# Problem Session 2
## Intro to Supervised Learning & Simple Linear Regression

The problems in this notebook will cover the content covered in our introductory `Supervised Learning` and `Regression` lectures including:
- `A Supervised Learning Framework`,
- `Data Splits for Predictive Modeling` and
- `Simple Linear Regression`.

They also serve as a good lead-in to `A First Predictive Modeling Project`.

##### 1. Introducing `carseats.csv`

In this notebook you will work with a data set provided by <a href="https://www.statlearning.com/">An Introduction to Statistical Learning</a>. These data provide the sales (in thousands) of child car seats at fictional retailers along with various features that may or may not be related to those sales figures. You can find descriptions of each variable in this data set here, <a href="https://rdrr.io/cran/ISLR/man/Carseats.html">https://rdrr.io/cran/ISLR/man/Carseats.html</a>.

##### a. Load the data

The file `carseats.csv` is stored in the `Data` folder. Load the data in using `pandas`.

In [None]:
## Import anything you need here




In [None]:
## Load the data here




In [None]:
## Code here




##### b. What is it?

What kind of supervised learning problem could be solved with this data set, regression or classification?
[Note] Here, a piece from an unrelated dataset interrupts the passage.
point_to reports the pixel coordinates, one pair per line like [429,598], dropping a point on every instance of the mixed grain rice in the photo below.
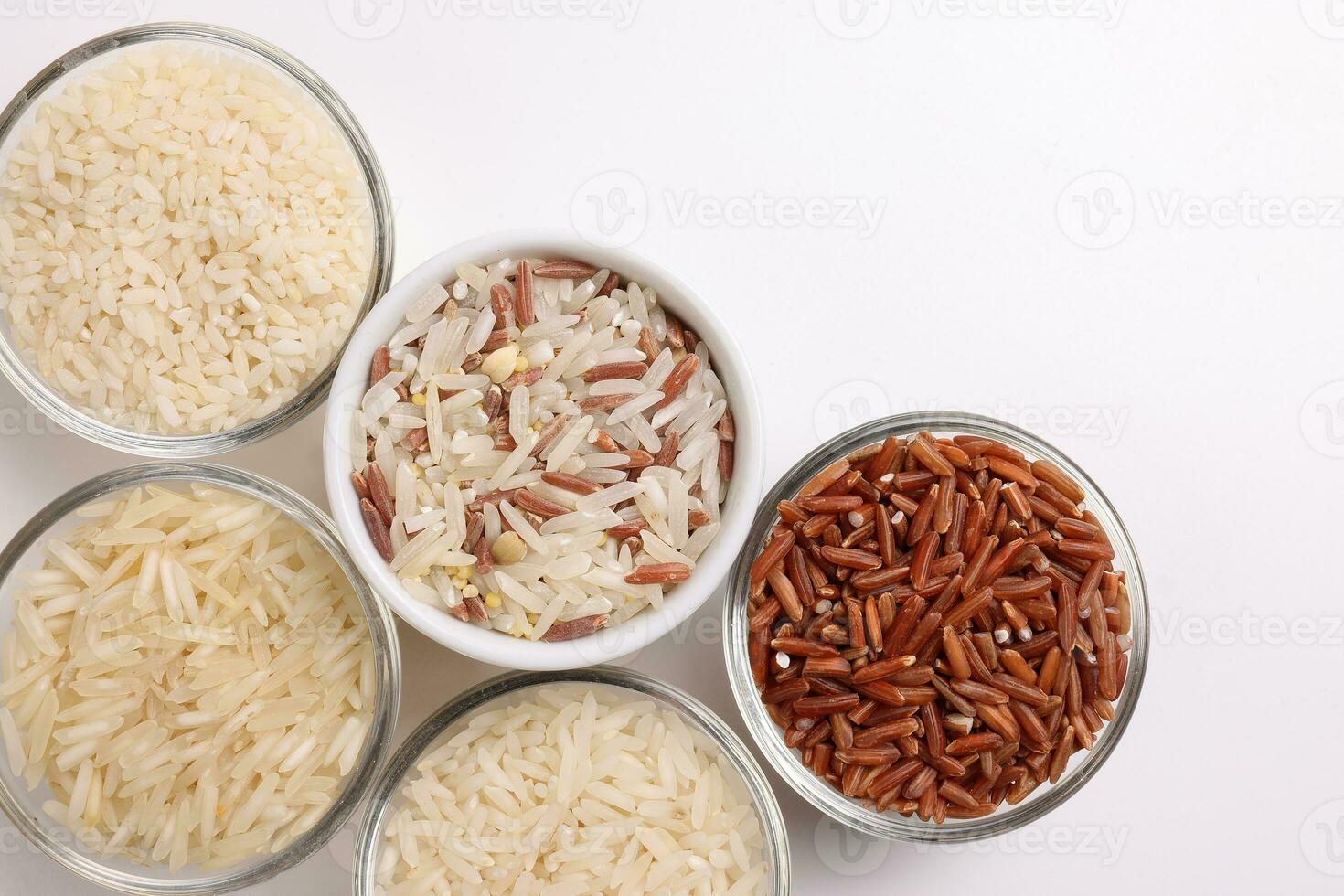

##### Write your answer here




##### c. Use cases

Describe specific example(s) of how these data could be used for:
1. Making predictions and
2. Making inferences.

##### Write your answer here



##### d. Data set size

How many observations are in this data set?

In [None]:
## code here




#### Predictive Model

You have been tasked by the Carseats Corporation to build a predictive model using these data. Specifically, corporate wants a model that predicts carseat `Sales`.
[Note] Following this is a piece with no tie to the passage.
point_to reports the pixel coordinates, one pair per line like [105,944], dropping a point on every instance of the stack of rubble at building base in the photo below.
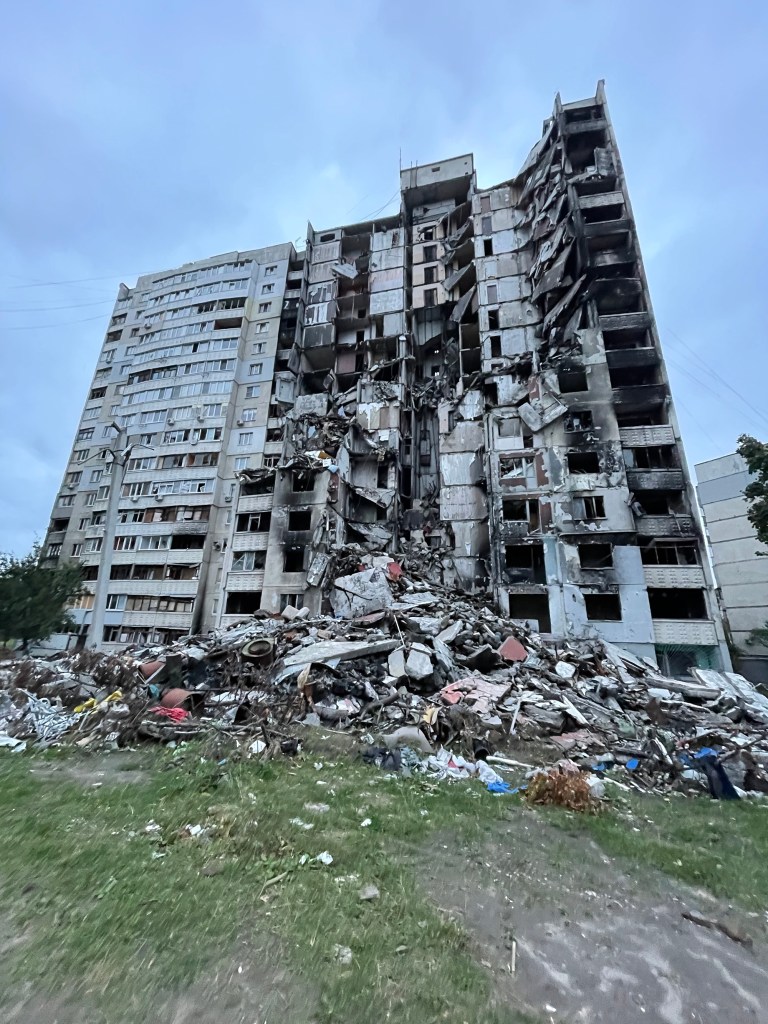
[400,653]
In this notebook we will restrict ourselves to a single feature model, but more on that soon.

##### 2. Train test split

The first step in predictive modeling is performing a train test split. Perform a train test split on these data, setting aside $20\%$ of the data as a test set. Choose a `random_state` so your results are reproducible.

In [None]:
## import train_test_split



In [None]:
## Make the split



##### 3. Exploratory data analysis (EDA)

After a train test split it is typical that you will explore your data set a bit. This step is sometimes called <i>exploratory data analysis</i> or <i>EDA</i> for short. Here you will work through a guided EDA.

##### a. Scatter Plots

For this first modeling notebook we will stick to models that use a single quantitative/continuous feature to predict `Sales`, this means we are most interested in any predictive relationship that may exist between `Sales` and the following columns:
- `CompPrice`,
- `Income`,
- `Advertising`,
- `Population`,
- `Price`,
- `Age` and
- `Education`.

Make scatter plots with `Sales` on the vertical axis and these other columns on the horizontal axis.

These could be individual plots or a <i>scatter matrix</i>, which is a matrix of scatter plots. <i>A scatter matrix can be quickly created with `seaborn`'s `pairplot` function, <a href="https://seaborn.pydata.org/generated/seaborn.pairplot.html">https://seaborn.pydata.org/generated/seaborn.pairplot.html</a> or `pandas`'s `scatter_matrix` function, <a href="https://pandas.pydata.org/docs/reference/api/pandas.plotting.scatter_matrix.html">https://pandas.pydata.org/docs/reference/api/pandas.plotting.scatter_matrix.html</a>.</i>

When making these plots, you should look for which feature appears to have the biggest impact on `Sales`.

<b>Note:</b> you should only use the training set for EDA when doing predictive modeling.

In [None]:
## Import anything you need here



In [None]:
## Code here



In [None]:
## Code here



##### b. Pearson correlation

Another part of EDA is calculating descriptive statistics.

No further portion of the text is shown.